As the brilliant travel author wrote:
🎯 What I want to try next week
I want to validate the EM challenge Substack idea by writing a few challenges ahead with their solutions, creating a comfortable buffer to use during Q1. I’m trying dedicated days for different activity kinds, in hopes of the natural timeboxes helping focus and completion discipline.
I should also wrap up my Pomodoro experiment and finetune the AI part of the quantified self project. I should write a bit about both, as writing is still the best way to organize my thoughts.
🤔 Articles that made me think
State of Tech Tools 2025
Results from the Lenny’s Newsletter survey, with 6500 respondents, most of them product and engineering people. Lot of interesting insights to click through for. The three learnings for me:
- AI has become a day-to-day necessity. Even product folks are using Cursor now, and ChatGPT has become the most popular tool overall, beating GMail and Slack.
- Smooth user experience trumps feature-richness. The emergence of tools like Linear is a threat to bloated mammoths like Jira. (It’s interesting to watch their appetite grow beyond project management, I hope it’s not the first sign of inflating another balloon.)
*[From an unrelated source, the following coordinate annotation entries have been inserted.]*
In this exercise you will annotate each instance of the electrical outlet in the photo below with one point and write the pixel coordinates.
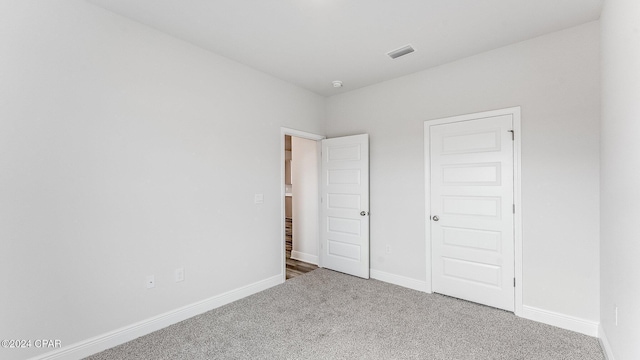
(150, 282)
(178, 275)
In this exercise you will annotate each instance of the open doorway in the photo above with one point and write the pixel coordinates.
(300, 202)
(301, 205)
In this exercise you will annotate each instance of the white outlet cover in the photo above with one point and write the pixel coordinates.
(179, 274)
(150, 282)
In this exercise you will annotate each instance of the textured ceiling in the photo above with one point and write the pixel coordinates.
(313, 42)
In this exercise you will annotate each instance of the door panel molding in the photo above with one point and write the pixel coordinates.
(515, 112)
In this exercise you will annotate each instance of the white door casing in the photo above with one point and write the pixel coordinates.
(472, 209)
(344, 218)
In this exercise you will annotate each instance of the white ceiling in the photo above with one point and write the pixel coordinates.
(313, 42)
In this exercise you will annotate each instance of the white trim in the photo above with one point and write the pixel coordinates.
(517, 193)
(567, 322)
(120, 336)
(604, 344)
(399, 280)
(308, 258)
(305, 135)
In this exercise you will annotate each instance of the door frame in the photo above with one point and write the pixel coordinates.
(304, 135)
(517, 195)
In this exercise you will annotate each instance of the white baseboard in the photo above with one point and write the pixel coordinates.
(300, 256)
(563, 321)
(604, 343)
(120, 336)
(398, 280)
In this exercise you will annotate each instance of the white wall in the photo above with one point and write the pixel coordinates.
(304, 173)
(555, 78)
(620, 178)
(124, 153)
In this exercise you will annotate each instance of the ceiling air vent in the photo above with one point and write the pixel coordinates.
(394, 54)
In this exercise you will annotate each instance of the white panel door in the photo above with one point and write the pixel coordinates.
(344, 218)
(472, 219)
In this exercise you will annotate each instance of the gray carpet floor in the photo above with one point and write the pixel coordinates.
(328, 315)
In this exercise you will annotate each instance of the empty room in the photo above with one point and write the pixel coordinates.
(468, 189)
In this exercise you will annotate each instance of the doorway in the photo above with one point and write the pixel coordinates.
(301, 205)
(337, 208)
(472, 188)
(300, 202)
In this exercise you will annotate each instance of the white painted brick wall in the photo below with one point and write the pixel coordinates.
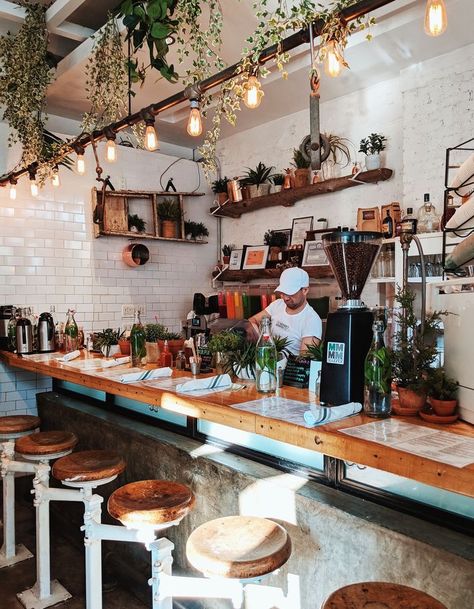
(48, 256)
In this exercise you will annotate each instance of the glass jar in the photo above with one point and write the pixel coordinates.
(378, 376)
(266, 360)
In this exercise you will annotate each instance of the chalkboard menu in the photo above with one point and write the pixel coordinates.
(297, 372)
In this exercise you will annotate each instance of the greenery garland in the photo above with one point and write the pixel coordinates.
(25, 74)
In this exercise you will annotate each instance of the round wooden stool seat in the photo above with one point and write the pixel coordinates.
(150, 502)
(239, 547)
(88, 465)
(46, 443)
(18, 423)
(380, 595)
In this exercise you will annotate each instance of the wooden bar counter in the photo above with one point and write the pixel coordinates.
(326, 439)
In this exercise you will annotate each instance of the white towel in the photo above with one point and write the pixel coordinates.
(145, 375)
(320, 415)
(212, 384)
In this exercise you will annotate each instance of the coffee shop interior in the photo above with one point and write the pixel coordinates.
(237, 304)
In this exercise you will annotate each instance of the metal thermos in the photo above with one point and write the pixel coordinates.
(46, 342)
(24, 336)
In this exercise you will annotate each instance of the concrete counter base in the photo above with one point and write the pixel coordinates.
(337, 539)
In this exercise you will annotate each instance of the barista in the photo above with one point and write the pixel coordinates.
(292, 316)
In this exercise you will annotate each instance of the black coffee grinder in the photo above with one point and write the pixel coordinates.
(351, 255)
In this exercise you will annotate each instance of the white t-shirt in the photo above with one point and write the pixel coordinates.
(294, 327)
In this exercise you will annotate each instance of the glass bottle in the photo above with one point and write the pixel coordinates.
(180, 363)
(71, 332)
(266, 360)
(137, 341)
(378, 376)
(428, 219)
(166, 356)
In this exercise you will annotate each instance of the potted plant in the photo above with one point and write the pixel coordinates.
(107, 341)
(256, 180)
(278, 180)
(413, 353)
(136, 224)
(219, 188)
(372, 146)
(276, 241)
(442, 391)
(302, 170)
(226, 252)
(221, 345)
(195, 230)
(169, 213)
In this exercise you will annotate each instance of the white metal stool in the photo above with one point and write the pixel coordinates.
(84, 471)
(39, 449)
(11, 428)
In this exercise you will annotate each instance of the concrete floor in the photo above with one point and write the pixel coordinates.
(67, 565)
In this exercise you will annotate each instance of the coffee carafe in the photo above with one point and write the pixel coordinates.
(46, 342)
(24, 336)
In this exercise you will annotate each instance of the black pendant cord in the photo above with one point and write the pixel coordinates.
(302, 37)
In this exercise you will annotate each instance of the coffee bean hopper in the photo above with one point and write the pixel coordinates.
(351, 255)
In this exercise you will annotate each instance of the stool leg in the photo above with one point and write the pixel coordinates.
(93, 551)
(161, 563)
(9, 552)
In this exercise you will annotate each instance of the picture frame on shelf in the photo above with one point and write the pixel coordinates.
(299, 229)
(314, 254)
(235, 262)
(255, 257)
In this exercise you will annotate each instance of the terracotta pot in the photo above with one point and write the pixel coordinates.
(411, 399)
(302, 177)
(443, 408)
(124, 347)
(173, 345)
(169, 229)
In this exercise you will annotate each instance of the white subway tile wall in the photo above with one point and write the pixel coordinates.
(49, 256)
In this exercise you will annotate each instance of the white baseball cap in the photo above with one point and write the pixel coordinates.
(292, 280)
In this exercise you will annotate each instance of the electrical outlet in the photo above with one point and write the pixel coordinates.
(129, 310)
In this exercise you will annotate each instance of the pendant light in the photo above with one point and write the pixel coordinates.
(332, 60)
(13, 184)
(110, 147)
(253, 92)
(436, 19)
(55, 181)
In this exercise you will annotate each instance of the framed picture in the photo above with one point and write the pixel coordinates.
(235, 262)
(314, 254)
(255, 257)
(299, 229)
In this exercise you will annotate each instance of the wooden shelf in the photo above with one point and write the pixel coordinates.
(242, 276)
(141, 236)
(287, 198)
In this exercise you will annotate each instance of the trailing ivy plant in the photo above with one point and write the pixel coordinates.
(25, 73)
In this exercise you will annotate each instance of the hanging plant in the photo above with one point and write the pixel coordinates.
(25, 73)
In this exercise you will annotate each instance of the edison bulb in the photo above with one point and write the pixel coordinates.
(111, 151)
(55, 181)
(80, 164)
(34, 188)
(332, 62)
(253, 93)
(436, 19)
(194, 122)
(151, 139)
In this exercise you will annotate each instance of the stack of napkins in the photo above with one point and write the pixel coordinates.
(145, 375)
(320, 415)
(212, 384)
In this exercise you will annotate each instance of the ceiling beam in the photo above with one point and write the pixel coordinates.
(16, 14)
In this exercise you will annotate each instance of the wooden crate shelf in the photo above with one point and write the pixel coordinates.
(242, 276)
(287, 198)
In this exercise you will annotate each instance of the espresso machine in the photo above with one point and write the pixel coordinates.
(348, 336)
(46, 330)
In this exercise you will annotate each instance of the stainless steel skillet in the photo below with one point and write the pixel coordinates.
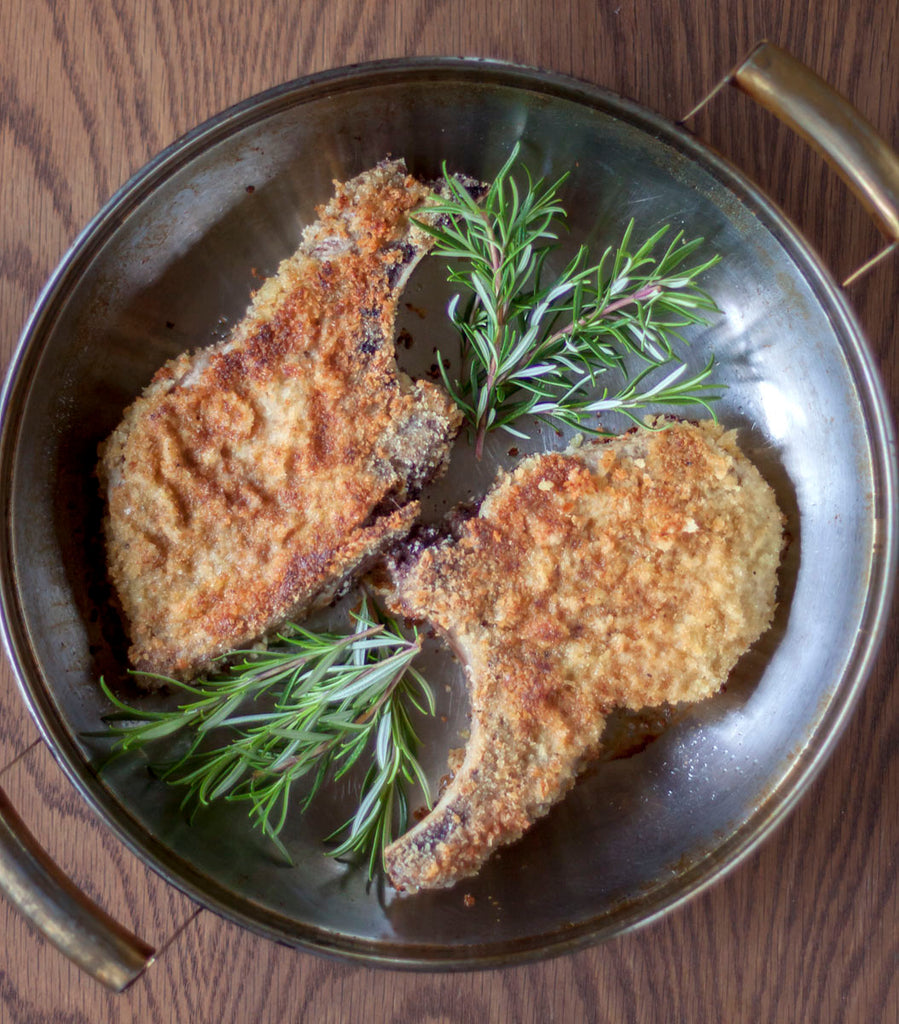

- The popularity of Swiss Army knife products that are “good enough” for many purposes (see Notion for project management and CRM, or Slack as a customer support tool). Maybe it’s all tied to the current fast-moving high-pressure era: people need to do what they can with what they have, and they don’t have time to learn new software (let alone get their purchase approved). It’s also easier to support renewal if the tool is used by multiple departments for different purposes.
There's an interesting contradiction between 2. and 3.: tools that are simple and do one thing well; and versatile, multipurpose tools are both increasingly popular. I guess the explanation is that winners in both categories excel in UX, and this seems critically important in the quick-changing tooling landscape of 2025.
Quantitative vs Qualitative Developer Experience data
This short LinkedIn post does a great job of capturing what I think about engineering productivity metrics today. Mixing qualitative DORA-like data with a simple, regular survey (with a lot of freeform text boxes!) offers a great combination to identify bottlenecks and improve engineering teams’ performance. Don’t get lost in dashboards, ask your colleagues how efficient they feel, and what’s holding them back. (This ties back nicely to the pipeline journey of Shapr3D above.)
The Positive Effect of Libraries on Mental Health
Bookriot shares the results of a well-being study that examined the impact of Libraries on respondents' feelings. The results are overwhelmingly positive, especially in areas like “support of personal growth”, “feeling calm / peaceful”, and “being equipped to cope with the world”. These are probably connected to being physically in these spaces, because in-person library users reported significantly higher benefits, with 82% feeling more optimistic about their future compared to just 58% of digital-only users.
🎢 Something cool: 24 AI Tools Ranked
I loved this list because it almost exactly overlaps with what I find useful, giving a strong trust in the assessment of services I haven’t tried yet. Browse through the list to see if you missed something.